A 1981 Interview with Garry Winogrand on the Irrelevance of Source Material
February 10th, 2010 | published in Photographed.

If you don’t like “street photographer,” how do you respond to that other tiresome phrase, “snapshot aesthetic”?
I knew that was coming. That’s another stupidity. The people who use the term don’t even know the meaning. They use it to refer to photographs they believe are loosely organized, or casually made, whatever you want to call it. Whatever terms you like. The fact is, when they’re talking about snapshots they’re talking about the family album picture, which is one of the most precisely made photographs. Everybody’s fifteen feet away and smiling. The sun is over the viewer’s shoulder. That’s when the picture is taken, always. It’s one of the most carefully made photographs that ever happened. People are just dumb. They misunderstand.
That’s an interesting point, particularly coming from someone who takes — or rather, composes and then snaps — lightning-fast shots.
I’ll say this, I’m pretty fast with a camera when I have to be. However, I think it’s irrelevant.

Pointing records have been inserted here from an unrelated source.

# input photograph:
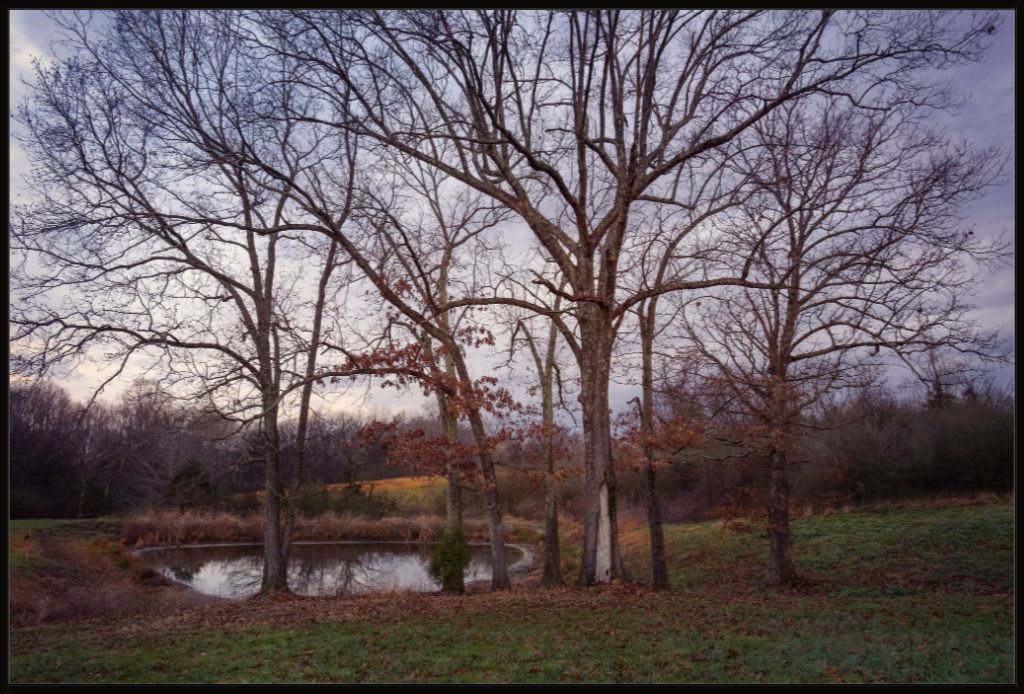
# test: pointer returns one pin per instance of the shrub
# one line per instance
(450, 560)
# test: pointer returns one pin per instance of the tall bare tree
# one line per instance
(855, 226)
(572, 119)
(145, 236)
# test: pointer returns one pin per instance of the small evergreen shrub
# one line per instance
(450, 560)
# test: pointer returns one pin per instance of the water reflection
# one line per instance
(313, 569)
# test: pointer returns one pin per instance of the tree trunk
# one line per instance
(598, 554)
(454, 497)
(552, 551)
(500, 573)
(780, 571)
(658, 564)
(274, 565)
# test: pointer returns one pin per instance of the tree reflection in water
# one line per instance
(314, 569)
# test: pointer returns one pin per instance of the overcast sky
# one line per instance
(987, 119)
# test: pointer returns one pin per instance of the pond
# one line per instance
(314, 568)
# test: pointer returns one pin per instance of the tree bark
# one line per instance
(598, 553)
(658, 564)
(780, 571)
(552, 575)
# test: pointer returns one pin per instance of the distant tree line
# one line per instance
(260, 205)
(147, 450)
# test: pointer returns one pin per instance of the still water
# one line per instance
(314, 568)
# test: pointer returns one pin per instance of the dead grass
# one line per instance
(64, 577)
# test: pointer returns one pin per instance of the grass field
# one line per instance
(899, 595)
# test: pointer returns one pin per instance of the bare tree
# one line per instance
(548, 376)
(146, 236)
(570, 120)
(855, 227)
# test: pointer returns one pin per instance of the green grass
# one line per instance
(919, 596)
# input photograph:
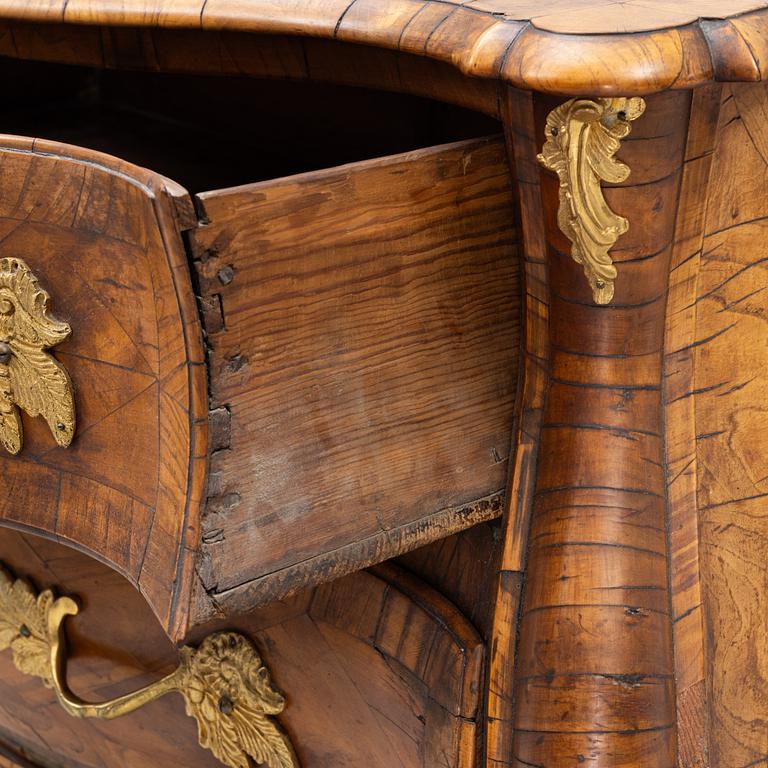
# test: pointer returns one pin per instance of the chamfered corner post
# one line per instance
(597, 183)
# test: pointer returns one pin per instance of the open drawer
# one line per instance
(358, 353)
(347, 398)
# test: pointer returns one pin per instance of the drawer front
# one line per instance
(363, 323)
(103, 240)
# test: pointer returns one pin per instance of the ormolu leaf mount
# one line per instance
(30, 378)
(225, 685)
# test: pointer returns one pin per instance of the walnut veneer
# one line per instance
(365, 333)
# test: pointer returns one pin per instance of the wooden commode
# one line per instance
(383, 384)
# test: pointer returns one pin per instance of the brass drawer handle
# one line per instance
(30, 378)
(583, 135)
(225, 685)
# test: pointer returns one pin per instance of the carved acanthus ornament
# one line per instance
(30, 378)
(583, 136)
(225, 685)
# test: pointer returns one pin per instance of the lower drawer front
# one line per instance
(377, 670)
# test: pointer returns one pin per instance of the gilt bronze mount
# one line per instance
(30, 378)
(225, 685)
(583, 135)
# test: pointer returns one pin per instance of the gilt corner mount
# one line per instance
(583, 136)
(30, 378)
(225, 685)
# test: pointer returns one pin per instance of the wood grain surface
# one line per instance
(103, 238)
(731, 360)
(522, 142)
(559, 46)
(363, 332)
(594, 670)
(378, 669)
(238, 54)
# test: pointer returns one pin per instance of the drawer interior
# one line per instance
(208, 132)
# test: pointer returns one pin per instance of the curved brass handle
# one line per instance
(225, 685)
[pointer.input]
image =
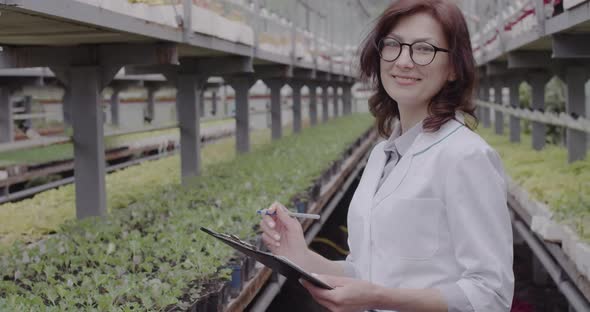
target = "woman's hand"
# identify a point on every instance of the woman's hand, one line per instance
(283, 235)
(348, 295)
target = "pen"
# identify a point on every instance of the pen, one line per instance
(292, 214)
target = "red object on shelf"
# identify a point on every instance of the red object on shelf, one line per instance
(521, 306)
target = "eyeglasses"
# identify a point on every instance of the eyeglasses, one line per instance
(421, 53)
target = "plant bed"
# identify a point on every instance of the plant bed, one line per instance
(156, 239)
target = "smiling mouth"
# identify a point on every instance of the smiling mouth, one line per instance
(408, 79)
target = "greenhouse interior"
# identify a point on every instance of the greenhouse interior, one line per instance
(285, 155)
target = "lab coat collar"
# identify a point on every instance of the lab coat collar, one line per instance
(426, 140)
(422, 144)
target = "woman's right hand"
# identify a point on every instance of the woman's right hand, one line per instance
(283, 235)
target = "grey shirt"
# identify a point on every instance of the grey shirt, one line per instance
(396, 147)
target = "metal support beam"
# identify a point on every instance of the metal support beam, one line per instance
(571, 45)
(202, 103)
(151, 100)
(498, 117)
(28, 104)
(577, 141)
(241, 85)
(335, 100)
(513, 85)
(89, 157)
(115, 120)
(538, 80)
(313, 103)
(486, 118)
(325, 102)
(6, 123)
(296, 86)
(190, 87)
(214, 102)
(212, 66)
(275, 86)
(496, 69)
(530, 59)
(347, 99)
(66, 106)
(115, 55)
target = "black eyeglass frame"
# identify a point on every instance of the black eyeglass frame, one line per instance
(402, 44)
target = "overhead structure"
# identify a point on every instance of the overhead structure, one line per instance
(85, 43)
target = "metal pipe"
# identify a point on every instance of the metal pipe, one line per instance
(572, 294)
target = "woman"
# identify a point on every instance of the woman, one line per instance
(429, 229)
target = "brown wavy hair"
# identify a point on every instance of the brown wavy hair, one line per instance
(454, 95)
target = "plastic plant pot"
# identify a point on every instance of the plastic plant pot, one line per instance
(314, 191)
(300, 205)
(236, 278)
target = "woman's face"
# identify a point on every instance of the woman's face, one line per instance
(412, 85)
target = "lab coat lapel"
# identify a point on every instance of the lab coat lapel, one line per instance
(422, 144)
(397, 175)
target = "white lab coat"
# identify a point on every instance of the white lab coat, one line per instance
(439, 218)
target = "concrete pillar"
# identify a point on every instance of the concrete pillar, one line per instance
(325, 102)
(313, 105)
(540, 275)
(89, 157)
(486, 118)
(202, 103)
(347, 99)
(515, 103)
(275, 86)
(6, 122)
(115, 107)
(336, 100)
(151, 100)
(189, 90)
(296, 87)
(28, 104)
(538, 81)
(214, 102)
(224, 97)
(66, 106)
(577, 141)
(498, 116)
(241, 86)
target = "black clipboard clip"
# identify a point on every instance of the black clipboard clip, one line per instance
(279, 264)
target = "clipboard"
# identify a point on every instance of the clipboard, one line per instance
(279, 264)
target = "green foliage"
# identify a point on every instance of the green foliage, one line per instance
(151, 255)
(548, 178)
(554, 102)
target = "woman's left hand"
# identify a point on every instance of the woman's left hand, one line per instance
(348, 295)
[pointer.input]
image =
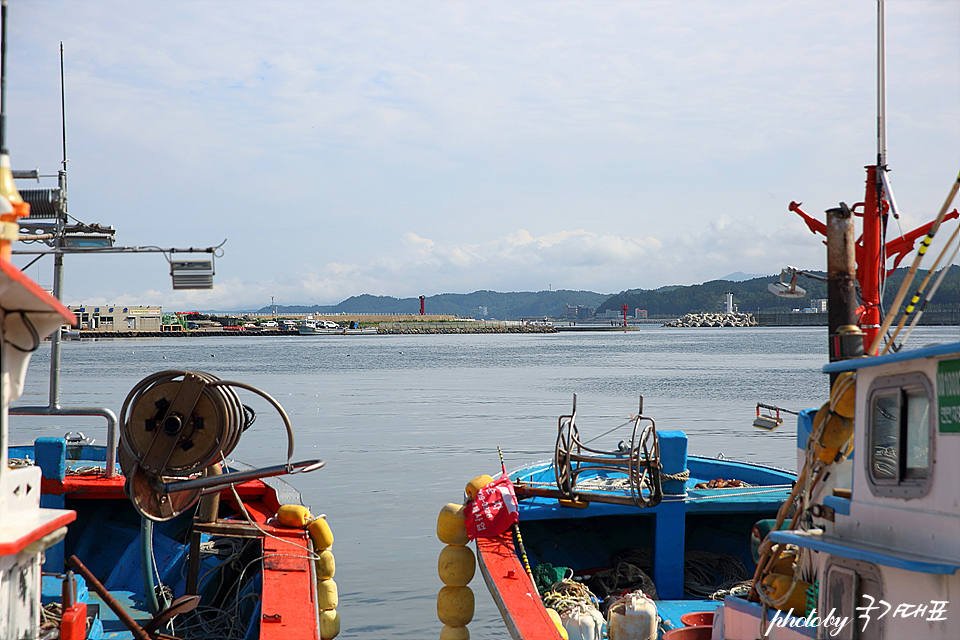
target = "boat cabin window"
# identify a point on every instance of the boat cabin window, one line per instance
(900, 436)
(846, 585)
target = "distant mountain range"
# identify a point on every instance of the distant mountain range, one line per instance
(750, 294)
(466, 305)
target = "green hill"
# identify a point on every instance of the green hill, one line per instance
(672, 301)
(752, 296)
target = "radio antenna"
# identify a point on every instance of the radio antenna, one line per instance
(3, 78)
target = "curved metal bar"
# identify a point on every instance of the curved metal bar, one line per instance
(276, 405)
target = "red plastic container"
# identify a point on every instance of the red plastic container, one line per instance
(697, 619)
(689, 633)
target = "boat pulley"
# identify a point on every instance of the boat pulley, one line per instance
(633, 469)
(176, 426)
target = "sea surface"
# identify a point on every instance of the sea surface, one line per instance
(403, 422)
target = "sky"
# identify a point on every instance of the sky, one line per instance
(418, 148)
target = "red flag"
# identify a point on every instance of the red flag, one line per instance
(494, 510)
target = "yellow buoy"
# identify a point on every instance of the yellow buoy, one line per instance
(784, 564)
(327, 597)
(293, 515)
(843, 395)
(455, 606)
(476, 484)
(836, 432)
(329, 624)
(454, 633)
(558, 622)
(321, 534)
(326, 565)
(450, 524)
(778, 586)
(456, 565)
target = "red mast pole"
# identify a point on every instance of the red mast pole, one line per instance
(871, 271)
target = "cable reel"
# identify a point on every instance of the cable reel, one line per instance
(176, 425)
(637, 459)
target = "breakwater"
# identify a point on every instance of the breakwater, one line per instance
(418, 328)
(714, 320)
(427, 328)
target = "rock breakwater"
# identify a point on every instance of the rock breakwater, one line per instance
(714, 320)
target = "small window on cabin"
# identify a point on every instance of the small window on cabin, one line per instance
(900, 436)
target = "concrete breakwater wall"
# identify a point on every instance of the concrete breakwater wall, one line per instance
(386, 328)
(426, 328)
(714, 320)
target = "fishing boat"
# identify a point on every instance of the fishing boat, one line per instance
(610, 543)
(157, 534)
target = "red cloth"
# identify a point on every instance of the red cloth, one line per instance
(494, 510)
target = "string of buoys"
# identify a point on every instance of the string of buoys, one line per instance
(456, 566)
(295, 515)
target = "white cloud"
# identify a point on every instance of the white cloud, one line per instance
(399, 149)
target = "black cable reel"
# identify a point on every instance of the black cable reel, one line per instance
(181, 424)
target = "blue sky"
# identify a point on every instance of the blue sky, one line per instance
(417, 148)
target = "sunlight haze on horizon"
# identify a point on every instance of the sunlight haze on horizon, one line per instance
(419, 148)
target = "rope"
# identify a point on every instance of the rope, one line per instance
(570, 596)
(701, 569)
(682, 476)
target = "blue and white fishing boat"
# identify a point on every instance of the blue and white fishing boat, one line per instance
(155, 535)
(863, 541)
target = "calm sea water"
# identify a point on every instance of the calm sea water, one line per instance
(403, 422)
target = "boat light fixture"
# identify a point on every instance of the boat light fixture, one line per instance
(787, 290)
(192, 274)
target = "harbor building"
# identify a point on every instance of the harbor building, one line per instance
(118, 318)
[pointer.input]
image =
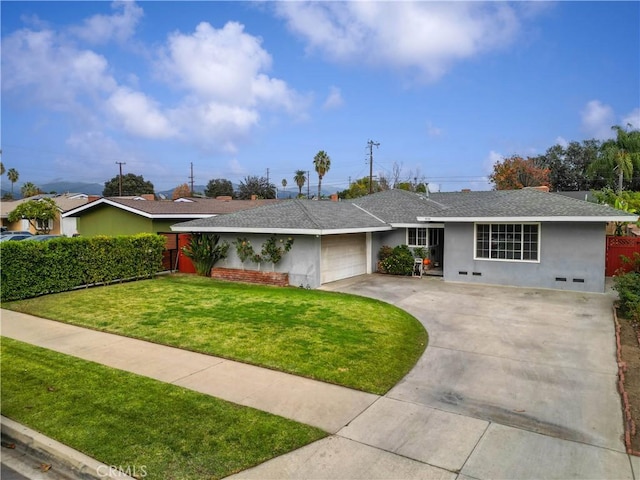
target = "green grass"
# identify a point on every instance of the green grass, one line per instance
(135, 422)
(344, 339)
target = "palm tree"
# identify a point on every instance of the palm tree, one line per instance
(300, 179)
(322, 163)
(13, 176)
(621, 155)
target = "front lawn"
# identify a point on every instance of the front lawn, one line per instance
(344, 339)
(144, 426)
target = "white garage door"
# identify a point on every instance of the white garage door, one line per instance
(343, 256)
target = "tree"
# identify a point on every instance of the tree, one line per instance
(258, 186)
(181, 191)
(204, 251)
(37, 212)
(360, 188)
(618, 158)
(219, 187)
(515, 172)
(321, 163)
(131, 185)
(29, 190)
(300, 178)
(13, 176)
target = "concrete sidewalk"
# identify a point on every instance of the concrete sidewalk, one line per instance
(329, 407)
(515, 384)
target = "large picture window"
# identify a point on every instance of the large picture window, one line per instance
(417, 237)
(508, 241)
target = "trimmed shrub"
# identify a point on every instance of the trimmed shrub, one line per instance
(32, 268)
(400, 262)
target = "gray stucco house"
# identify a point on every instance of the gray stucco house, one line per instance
(527, 237)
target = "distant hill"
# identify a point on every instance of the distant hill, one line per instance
(72, 187)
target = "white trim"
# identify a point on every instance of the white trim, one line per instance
(591, 219)
(417, 225)
(426, 236)
(516, 260)
(288, 231)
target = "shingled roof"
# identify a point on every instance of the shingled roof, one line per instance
(290, 217)
(194, 208)
(397, 208)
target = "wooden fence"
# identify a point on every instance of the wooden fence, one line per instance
(617, 247)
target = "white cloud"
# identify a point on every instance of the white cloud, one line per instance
(632, 118)
(427, 37)
(55, 74)
(334, 99)
(597, 120)
(139, 114)
(225, 65)
(120, 26)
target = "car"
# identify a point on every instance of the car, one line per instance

I mean, what if I said that every photograph I made was set up? From the photograph, you can’t prove otherwise. You don’t know anything from the photograph about how it was made, really. But every photograph could be set up. If one could imagine it, one could set it up. The whole discussion is a way of not talking about photographs.
From Visions and Images: American Photographers on Photography by Barbaralee Diamonstein. Published by Rizoli, New York, 1981.